Mr Sparrowhawk out-drinks Boozy Toby

It looked like a cert for Toby the pony when he met Ron Sparrowhawk in a challenge beer drinking contest.

Observers of form in the public bar at the Bucks Head, Mitcham, Surrey, pointed to the size of his mouth, the length of his his tongue and his great capacity for liquid.

Challenger Ron Sparrowhawk, they argued, though known to be a fast man with a pint, was taking on more than his weight. The smart money was going on Toby, a proven sprinter over anything from one to six pints.

The public bar was tense when timekeeper Mike Green, landlord at the Bucks Head, put up Toby’s pint.

It was a smooth three-lap performance – three laps of that long tongue and the pint was gone in a snappy six seconds.

Then it was the turn of Ron Sparrowhawk.

He looked confident as he took his stance opposite his pint, nicely placed at the edge of the bar.

He raised the glass with a nice easy action, placed it to his lips.

Then, as the crowd fell silent, Ron downed the pint in an amazing three seconds.

Over

The contest was over. The dark horse had won.

What the punters didn’t know is that Ron Sparrowhawk, of Bond Road, Mitcham, is an expert on the drinking capacity of animals.

“I’ve always been a drinking man,” he said later, “so naturally I’ve been curious about what other animals can sink.

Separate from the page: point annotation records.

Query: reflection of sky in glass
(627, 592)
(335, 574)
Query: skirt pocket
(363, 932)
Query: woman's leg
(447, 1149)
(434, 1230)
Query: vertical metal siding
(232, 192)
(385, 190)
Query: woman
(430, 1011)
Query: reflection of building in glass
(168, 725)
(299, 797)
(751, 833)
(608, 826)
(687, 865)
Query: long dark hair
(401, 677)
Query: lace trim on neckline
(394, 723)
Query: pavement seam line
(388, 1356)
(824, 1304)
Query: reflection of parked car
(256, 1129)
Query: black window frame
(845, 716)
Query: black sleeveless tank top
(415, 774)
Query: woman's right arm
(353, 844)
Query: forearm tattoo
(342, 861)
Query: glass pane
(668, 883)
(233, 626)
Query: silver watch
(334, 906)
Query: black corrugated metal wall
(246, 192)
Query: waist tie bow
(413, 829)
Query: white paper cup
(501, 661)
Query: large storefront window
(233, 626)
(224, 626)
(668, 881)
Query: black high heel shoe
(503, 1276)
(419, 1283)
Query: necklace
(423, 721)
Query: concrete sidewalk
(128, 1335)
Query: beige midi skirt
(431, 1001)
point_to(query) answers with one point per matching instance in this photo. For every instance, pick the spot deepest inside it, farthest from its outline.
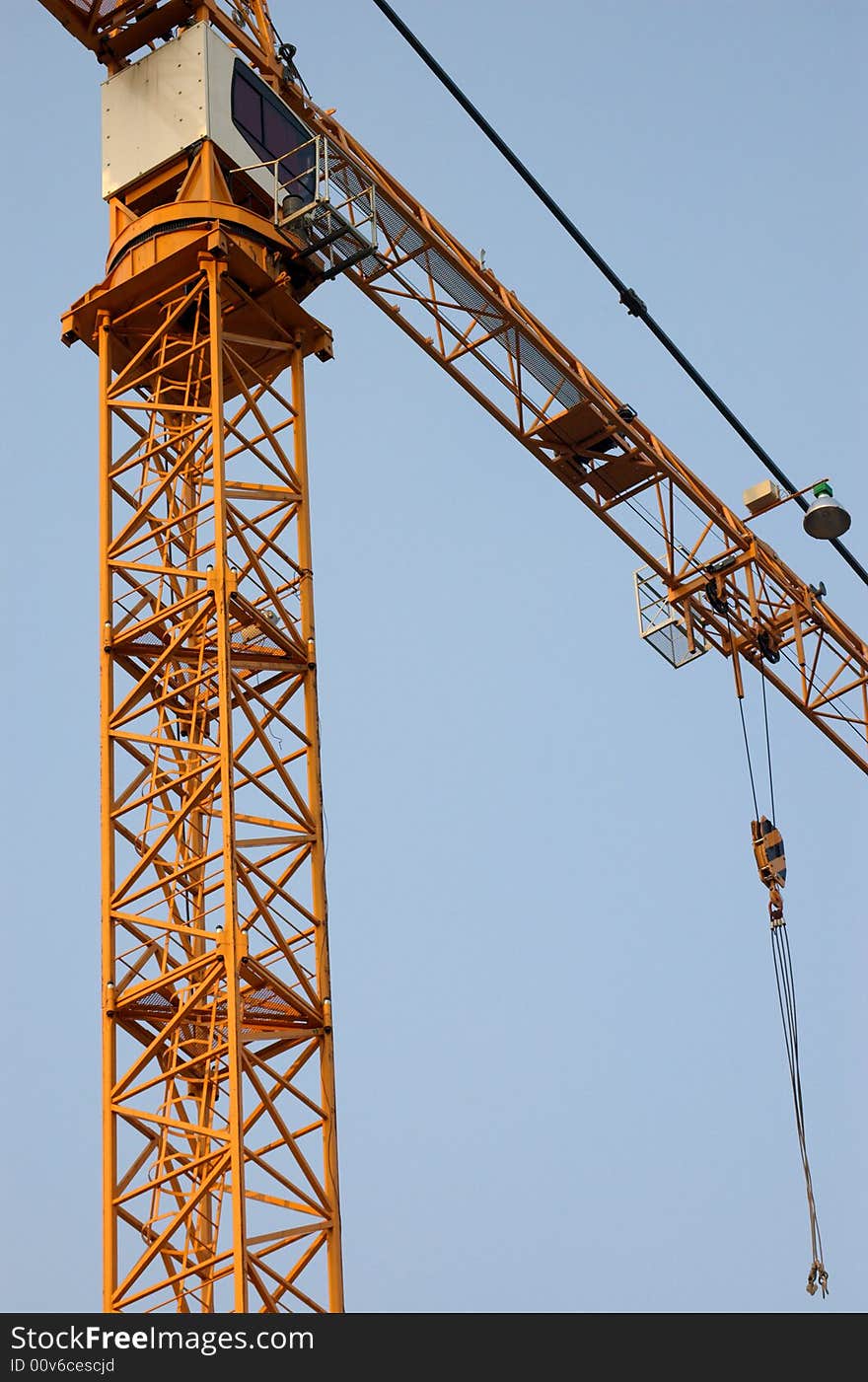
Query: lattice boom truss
(729, 588)
(221, 1165)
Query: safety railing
(311, 205)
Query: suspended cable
(627, 296)
(767, 750)
(771, 864)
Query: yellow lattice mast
(220, 1167)
(220, 1185)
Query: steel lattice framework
(219, 1085)
(220, 1183)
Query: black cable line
(627, 296)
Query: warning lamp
(826, 517)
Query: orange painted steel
(220, 1153)
(220, 1167)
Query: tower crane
(233, 198)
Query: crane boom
(708, 581)
(219, 1055)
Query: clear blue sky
(560, 1064)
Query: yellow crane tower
(233, 198)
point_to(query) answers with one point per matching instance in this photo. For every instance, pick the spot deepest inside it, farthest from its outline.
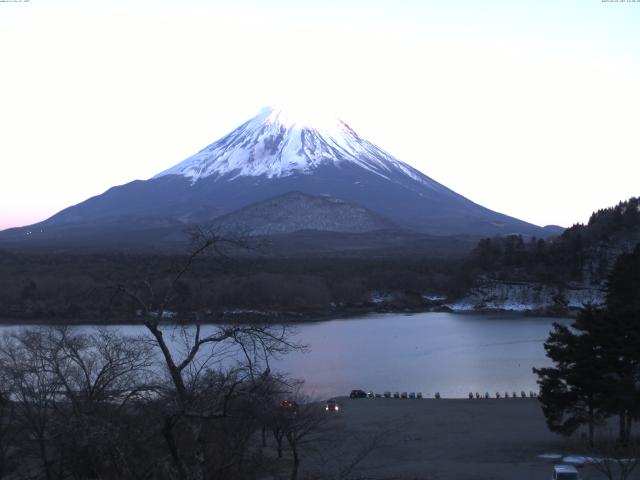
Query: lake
(450, 353)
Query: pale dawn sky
(530, 108)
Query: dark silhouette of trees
(596, 371)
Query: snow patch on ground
(522, 297)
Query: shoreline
(257, 317)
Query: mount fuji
(303, 163)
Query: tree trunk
(43, 456)
(296, 463)
(167, 432)
(591, 425)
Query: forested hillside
(582, 254)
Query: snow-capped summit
(247, 178)
(280, 142)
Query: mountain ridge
(268, 156)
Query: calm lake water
(429, 352)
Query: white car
(565, 472)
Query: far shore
(274, 317)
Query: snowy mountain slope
(271, 155)
(275, 144)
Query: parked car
(289, 406)
(565, 472)
(332, 405)
(358, 394)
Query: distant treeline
(583, 253)
(80, 287)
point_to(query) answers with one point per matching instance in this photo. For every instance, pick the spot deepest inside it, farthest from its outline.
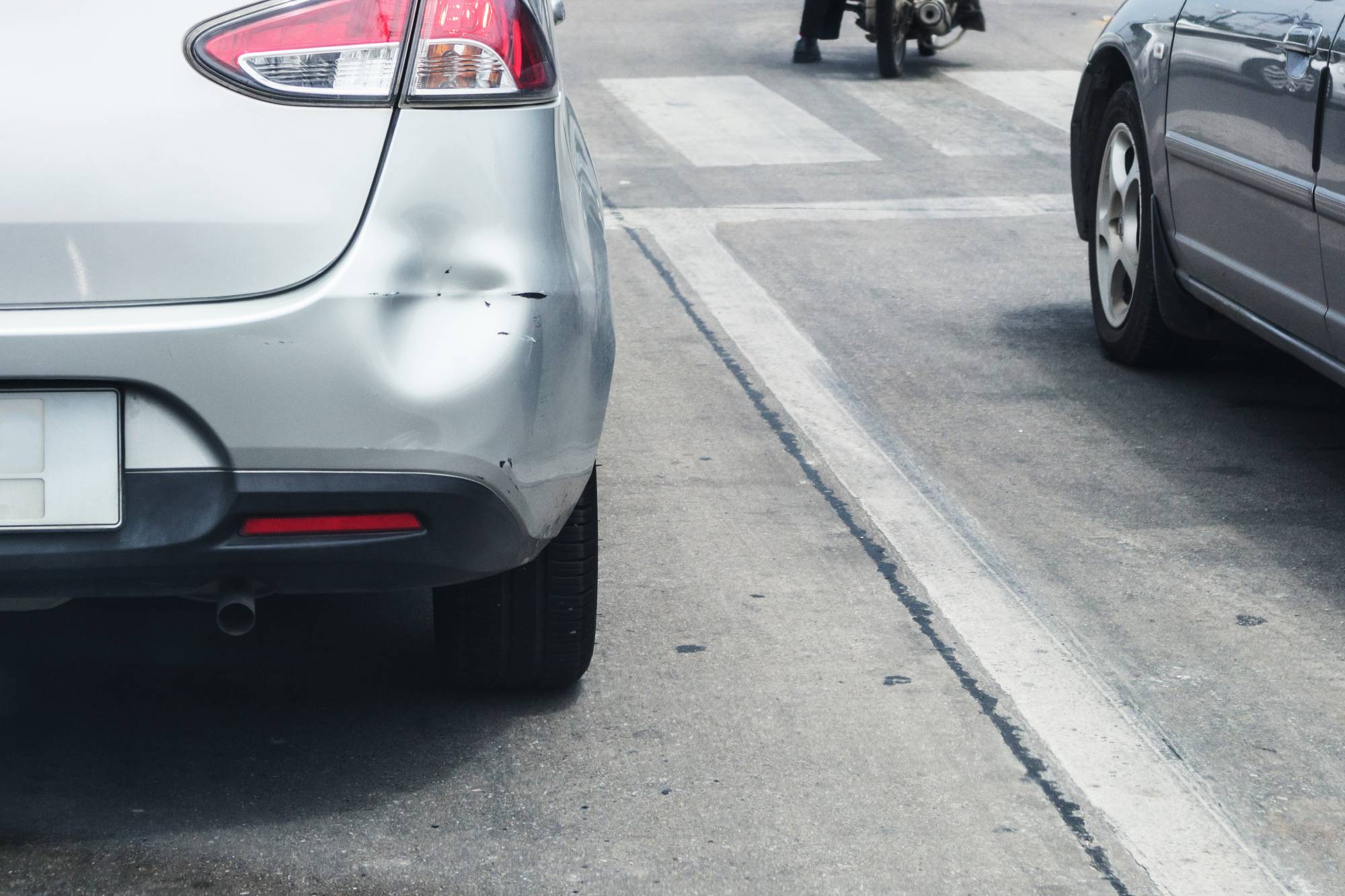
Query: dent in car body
(387, 362)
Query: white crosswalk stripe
(1048, 96)
(732, 122)
(954, 120)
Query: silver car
(307, 296)
(1208, 151)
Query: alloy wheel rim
(1118, 221)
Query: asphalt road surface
(906, 588)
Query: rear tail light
(317, 50)
(485, 49)
(332, 524)
(352, 52)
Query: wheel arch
(1108, 69)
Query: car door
(1242, 120)
(1331, 196)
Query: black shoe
(808, 52)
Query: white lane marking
(1159, 809)
(732, 122)
(945, 116)
(857, 210)
(1048, 96)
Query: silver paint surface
(137, 179)
(414, 353)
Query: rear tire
(1121, 266)
(890, 34)
(531, 627)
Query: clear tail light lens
(315, 50)
(481, 50)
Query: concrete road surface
(906, 589)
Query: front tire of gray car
(1121, 264)
(531, 627)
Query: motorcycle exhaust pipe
(934, 15)
(236, 611)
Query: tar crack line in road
(921, 612)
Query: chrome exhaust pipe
(934, 15)
(236, 611)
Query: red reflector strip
(332, 524)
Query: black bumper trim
(180, 534)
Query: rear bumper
(181, 537)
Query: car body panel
(143, 181)
(1140, 37)
(1133, 37)
(467, 330)
(1242, 116)
(1330, 198)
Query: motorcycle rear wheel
(890, 34)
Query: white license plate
(60, 459)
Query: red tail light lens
(350, 52)
(317, 50)
(481, 50)
(326, 525)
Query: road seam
(1153, 802)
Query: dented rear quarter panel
(467, 330)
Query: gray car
(307, 296)
(1208, 150)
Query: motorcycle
(892, 24)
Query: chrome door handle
(1303, 40)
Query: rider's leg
(970, 15)
(821, 22)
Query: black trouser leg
(821, 19)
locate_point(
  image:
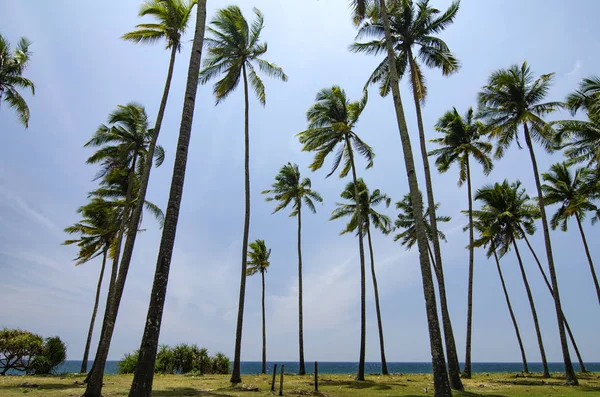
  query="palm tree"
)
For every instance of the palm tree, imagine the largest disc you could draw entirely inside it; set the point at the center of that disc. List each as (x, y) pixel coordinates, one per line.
(513, 98)
(370, 217)
(440, 373)
(331, 123)
(259, 263)
(485, 227)
(12, 66)
(144, 372)
(233, 50)
(572, 191)
(509, 212)
(289, 188)
(97, 231)
(460, 142)
(407, 220)
(123, 149)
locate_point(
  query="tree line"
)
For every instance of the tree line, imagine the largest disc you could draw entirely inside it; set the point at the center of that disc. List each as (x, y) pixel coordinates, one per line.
(512, 107)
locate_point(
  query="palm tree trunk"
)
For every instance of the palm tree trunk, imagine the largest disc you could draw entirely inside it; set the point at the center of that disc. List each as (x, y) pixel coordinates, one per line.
(264, 369)
(363, 290)
(144, 372)
(587, 253)
(86, 352)
(569, 371)
(384, 369)
(302, 369)
(440, 374)
(512, 314)
(453, 365)
(533, 312)
(235, 374)
(467, 368)
(568, 328)
(95, 377)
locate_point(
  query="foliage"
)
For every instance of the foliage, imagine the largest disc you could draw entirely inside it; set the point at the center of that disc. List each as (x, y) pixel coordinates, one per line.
(12, 66)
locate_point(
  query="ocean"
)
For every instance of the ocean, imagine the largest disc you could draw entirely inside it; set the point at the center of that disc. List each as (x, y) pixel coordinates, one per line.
(254, 367)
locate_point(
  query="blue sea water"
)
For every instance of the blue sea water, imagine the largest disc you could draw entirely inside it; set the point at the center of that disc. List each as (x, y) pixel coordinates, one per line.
(254, 367)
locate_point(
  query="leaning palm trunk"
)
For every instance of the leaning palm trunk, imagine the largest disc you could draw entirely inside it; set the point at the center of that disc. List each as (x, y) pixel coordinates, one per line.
(384, 369)
(93, 320)
(115, 292)
(512, 315)
(363, 303)
(453, 365)
(587, 253)
(568, 328)
(236, 373)
(144, 372)
(569, 371)
(440, 374)
(533, 312)
(302, 369)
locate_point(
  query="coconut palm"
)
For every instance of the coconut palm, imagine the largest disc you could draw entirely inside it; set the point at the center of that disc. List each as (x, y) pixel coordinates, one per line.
(258, 262)
(144, 371)
(485, 227)
(429, 44)
(122, 151)
(508, 211)
(574, 194)
(290, 188)
(462, 141)
(406, 220)
(97, 231)
(331, 123)
(233, 51)
(370, 217)
(12, 66)
(513, 98)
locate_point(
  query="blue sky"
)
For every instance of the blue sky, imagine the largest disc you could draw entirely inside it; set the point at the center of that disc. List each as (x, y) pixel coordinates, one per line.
(82, 71)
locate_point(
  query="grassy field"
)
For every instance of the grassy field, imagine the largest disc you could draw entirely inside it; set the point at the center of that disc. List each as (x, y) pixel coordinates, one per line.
(492, 385)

“I wanted to put my theories to the test with Toby, hence the challenge.

“I just open my mouth and pour. It’s like tipping it down a drain.

“Toby has a long tongue, I grant you. But I’ve got the technique. And a long longue is no match for technique.

“Watch the drinkers in any local. How many long tongues do you see?

“Mind you, that Toby can hold more than I can. But he hasn’t got the speed.”

Ron, who owns a shellfish stall, was full of praise for his beaten rival.

“He’s a plucky contestant that Toby and I’m planning a rematch.”

Landlord Mike Green said that Toby started drinking beer six months ago.

“He has three pints in the morning and three at night.”